- Leader: Barry Keldoulis
- Party Secretary: PJ Collins
- Party Agent: Larry Dixon
- Founded: August 2014
- Headquarters: Kingsford, New South Wales
- Ideology: Progressivism Humanism Environmentalism Increased funding for public broadcasting and the arts
- Colours: Purple

Website
- http://www.artsparty.org/

= Arts Party =

The Arts Party is an Australian political party inspired by the importance of the arts and creative action. The party was voluntarily deregistered with the Australian Electoral Commission on 25 June 2019, but remains registered for local elections with the New South Wales Electoral Commission.

==History==

The Australian party was founded in October 2013 by two Sydney-based artists, PJ Collins and Nicholas Gledhill, and registered by the Australian Electoral Commission (AEC) in August 2014. Money was raised for the party's registration through a crowd-funding campaign.

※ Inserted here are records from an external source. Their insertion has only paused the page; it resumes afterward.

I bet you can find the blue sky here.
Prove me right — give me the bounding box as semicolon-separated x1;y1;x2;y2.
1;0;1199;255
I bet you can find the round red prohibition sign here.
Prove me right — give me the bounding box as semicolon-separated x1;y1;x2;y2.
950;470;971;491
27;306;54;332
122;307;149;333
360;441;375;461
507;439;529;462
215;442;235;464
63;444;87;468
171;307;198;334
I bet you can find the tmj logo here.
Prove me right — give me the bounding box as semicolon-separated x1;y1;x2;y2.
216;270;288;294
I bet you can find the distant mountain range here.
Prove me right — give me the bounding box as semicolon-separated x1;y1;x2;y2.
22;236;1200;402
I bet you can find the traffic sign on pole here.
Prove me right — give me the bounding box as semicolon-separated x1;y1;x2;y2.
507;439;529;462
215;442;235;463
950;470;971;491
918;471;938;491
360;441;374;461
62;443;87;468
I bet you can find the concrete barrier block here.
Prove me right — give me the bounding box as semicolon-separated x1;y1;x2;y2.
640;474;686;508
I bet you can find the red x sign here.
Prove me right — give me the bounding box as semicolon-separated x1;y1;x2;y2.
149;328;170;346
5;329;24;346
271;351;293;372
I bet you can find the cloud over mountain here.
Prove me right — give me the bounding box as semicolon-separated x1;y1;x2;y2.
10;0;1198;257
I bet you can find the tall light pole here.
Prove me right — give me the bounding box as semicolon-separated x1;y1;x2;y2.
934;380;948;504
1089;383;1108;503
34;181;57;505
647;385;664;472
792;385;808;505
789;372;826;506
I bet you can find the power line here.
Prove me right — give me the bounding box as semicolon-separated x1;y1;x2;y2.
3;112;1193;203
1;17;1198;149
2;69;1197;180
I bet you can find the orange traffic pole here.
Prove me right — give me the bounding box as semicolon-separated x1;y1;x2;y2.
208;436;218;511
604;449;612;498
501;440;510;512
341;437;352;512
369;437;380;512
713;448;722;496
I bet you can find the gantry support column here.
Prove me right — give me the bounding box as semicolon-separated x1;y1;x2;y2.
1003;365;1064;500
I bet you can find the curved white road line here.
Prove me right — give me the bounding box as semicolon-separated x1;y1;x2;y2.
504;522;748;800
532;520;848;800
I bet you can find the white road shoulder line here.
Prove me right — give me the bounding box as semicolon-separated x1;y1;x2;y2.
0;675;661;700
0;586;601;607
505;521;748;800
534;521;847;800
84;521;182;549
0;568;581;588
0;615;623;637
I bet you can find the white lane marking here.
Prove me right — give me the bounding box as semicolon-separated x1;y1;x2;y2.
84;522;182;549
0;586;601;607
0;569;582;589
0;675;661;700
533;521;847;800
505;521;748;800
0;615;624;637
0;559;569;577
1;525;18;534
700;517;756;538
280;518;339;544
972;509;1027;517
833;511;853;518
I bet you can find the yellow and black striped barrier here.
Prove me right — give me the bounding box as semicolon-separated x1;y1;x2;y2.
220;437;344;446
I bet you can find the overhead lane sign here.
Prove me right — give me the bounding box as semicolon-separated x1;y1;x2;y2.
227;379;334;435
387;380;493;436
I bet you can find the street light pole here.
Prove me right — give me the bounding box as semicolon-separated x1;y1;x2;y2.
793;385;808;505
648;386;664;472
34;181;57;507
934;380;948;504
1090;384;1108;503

Two Arts Party members stood as independent candidates at the 2015 Queensland state election, as the party had not been registered in time to contest the election. Later in the year, the party's leader, PJ Collins, stood as an ungrouped Legislative Council candidate at the 2015 New South Wales state election.

The first official Arts Party candidate was Lou Pollard in the 2015 North Sydney by-election, who came eighth in a field of 13 candidates.

The Arts Party fielded seven candidates for the House of Representatives and thirteen senate candidates across all states in the 2016 federal election. Once again, the entire campaign was financed through a crowd-funding campaign.

The House of Representatives candidates were Anthony Ackroyd in the electorate of Wentworth (NSW), Shea Caplice in the electorate of Warringah (NSW), Tim Sanderson in the electorate of Franklin (Tasmania), Christopher Gordon in the electorate of Bennelong (NSW), Sally Baillieu in the electorate of Dunkley (Victoria), Stephen Beck in the electorate of Longman (Queensland) and Andrew Charles Tyrrell in the electorate of Petrie (Queensland).

In voting for the Senate, the party ranked nationally 28th out of 55 parties, based on first preference votes by group, polling 0.27% of first preferences nationwide.

At the 2021 New South Wales local elections, the party received 536 votes.